Can I trigger Claude with an HTTP POST from my own scripts or services?
Yes, and the way it works is different depending on whether you're targeting a cloud Routine or a local CLI session.
Cloud Routines have first-class API triggers. When you create a Routine, Anthropic gives you a per-routine HTTPS endpoint and a bearer token. A POST to that endpoint kicks off a fresh cloud session — no local infrastructure, nothing running on your machine. This is the easy answer if your task can run on Anthropic's Linux cloud (anything web, API, or non-Mac-specific).

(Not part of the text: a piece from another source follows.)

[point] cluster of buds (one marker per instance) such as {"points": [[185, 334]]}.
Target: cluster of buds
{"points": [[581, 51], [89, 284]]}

The local CLI doesn't listen on HTTP — there's no inbound API for a claude process running in your terminal. But there's a direct equivalent called Channels. A Channel is a framework-agnostic adapter that forwards external events into a running local Claude Code session. The shipping integrations are Telegram, Discord, and iMessage, but the more important point is that you can build your own channel that turns an arbitrary HTTP POST into a prompt fed to your local session. That's the CLI's answer to "how do I trigger this from outside."
Mapping the surfaces:
| Surface | External POST trigger? | How |
|---|---|---|
| Cloud Routines | Yes, first-class | Per-routine endpoint + bearer token |
| Local CLI session | Yes, but you wire it up | Channel plugin (built-in for Telegram/Discord/iMessage; custom for arbitrary webhooks) |
| Mobile / Remote Control | No direct POST | Drive interactively from phone |
Why this matters in practice. If you're tempted to chain "GitHub Action triggers Cloud Routine triggers my local machine" — that's not a direct path. The Routine runs in Anthropic's cloud; it can't hand off mid-flight to your laptop. The two real options for getting external events to a local session are:
- External trigger → your local machine directly (e.g. a self-hosted CI runner that invokes the CLI headlessly)
- External trigger → POSTs to a custom Channel endpoint on your machine → the channel injects the prompt into a long-running Claude Code session
Option 2 is conceptually cleaner if you want a single always-on session that handles many kinds of incoming work (issues, webhooks, your own automations), instead of spinning up a fresh runner per event. But it's more bespoke — you write the channel, you manage the long-running session, you handle restarts.
Most teams use cloud Routines for genuinely cloud-shaped work, direct CI invocations for repo work, and reserve channels for "react to messages while I'm away" patterns. The primitives are all there; the choice is mostly about what infrastructure you already have.